This sunday on Framework  resonance.fm : “these are few of my favorite things”  by i8u
/*framework* / – phonography / field recording;
contextual and decontextualized sound activity
presented by patrick mcginley

framework broadcasts:
– sunday, Jan 30.2011 -10pm, london, uk on resonance 104.4fm (http://www.resonancefm.com)
– tuesday, Feb.01.2011 – 2pm, london, uk on resonance 104.4fm (http://www.resonancefm.com)
– wednesday, Feb.02.2011 – 1am, thessaloniki, gr on cooradio (http://www.cooradio.com)
– wednesday, Feb.02.2011 – 3am, lisbon, pt on radio zero (http://www.radiozero.pt)
– thursday, Feb.03.2011 – 7pm, lisbon, pt on radio zero (http://www.radiozero.pt)
– friday, Feb.04.2011 – 1am, brussels, be on radio campus 92.1fm (http://www.radiocampusbruxelles.org)
– saturday, Feb.05.2011 – 7am, new york state, us on wgxc 90.7fm (http://www.wgxc.org)
– saturday, Feb.05.2011 – 5pm, south devon, uk on soundartradio 102.5fm (http://www.soundartradio.org.uk)

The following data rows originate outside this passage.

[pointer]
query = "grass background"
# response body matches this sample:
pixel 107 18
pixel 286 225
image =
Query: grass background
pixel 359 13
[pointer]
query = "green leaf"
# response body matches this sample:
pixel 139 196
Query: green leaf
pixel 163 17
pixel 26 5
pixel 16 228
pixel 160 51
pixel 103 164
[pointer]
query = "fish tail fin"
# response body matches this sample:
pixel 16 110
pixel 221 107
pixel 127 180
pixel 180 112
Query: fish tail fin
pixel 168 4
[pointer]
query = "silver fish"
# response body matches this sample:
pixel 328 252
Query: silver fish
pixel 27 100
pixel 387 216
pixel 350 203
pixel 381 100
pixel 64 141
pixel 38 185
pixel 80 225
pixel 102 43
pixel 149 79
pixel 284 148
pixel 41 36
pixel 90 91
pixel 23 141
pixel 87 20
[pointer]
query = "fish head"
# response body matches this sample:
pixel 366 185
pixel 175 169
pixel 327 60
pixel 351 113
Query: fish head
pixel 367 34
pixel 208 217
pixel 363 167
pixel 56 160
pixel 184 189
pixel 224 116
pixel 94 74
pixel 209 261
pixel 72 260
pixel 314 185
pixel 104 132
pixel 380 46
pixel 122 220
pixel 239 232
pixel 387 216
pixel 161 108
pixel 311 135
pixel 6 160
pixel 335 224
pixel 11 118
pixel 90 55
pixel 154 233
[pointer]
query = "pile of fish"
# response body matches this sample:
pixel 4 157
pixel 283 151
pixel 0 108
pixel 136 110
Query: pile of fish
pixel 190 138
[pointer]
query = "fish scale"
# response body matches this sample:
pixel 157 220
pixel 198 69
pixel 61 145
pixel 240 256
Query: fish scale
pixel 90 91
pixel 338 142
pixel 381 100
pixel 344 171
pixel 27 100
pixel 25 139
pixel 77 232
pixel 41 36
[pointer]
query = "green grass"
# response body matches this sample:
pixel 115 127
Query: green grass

~ time zone converter:  http://www.timeanddate.com/worldclock/converter.html ~

Framework – i8u – my favorite things (Installment  #7)

Happy New Year and welcome back to  “these are a few of my favorite things”.

As mentioned in earlier installments, my interpretation of field recording based works, is very broad however, the thread I like to follow is to find  artists who have mastered  their unique identity through the music of sound.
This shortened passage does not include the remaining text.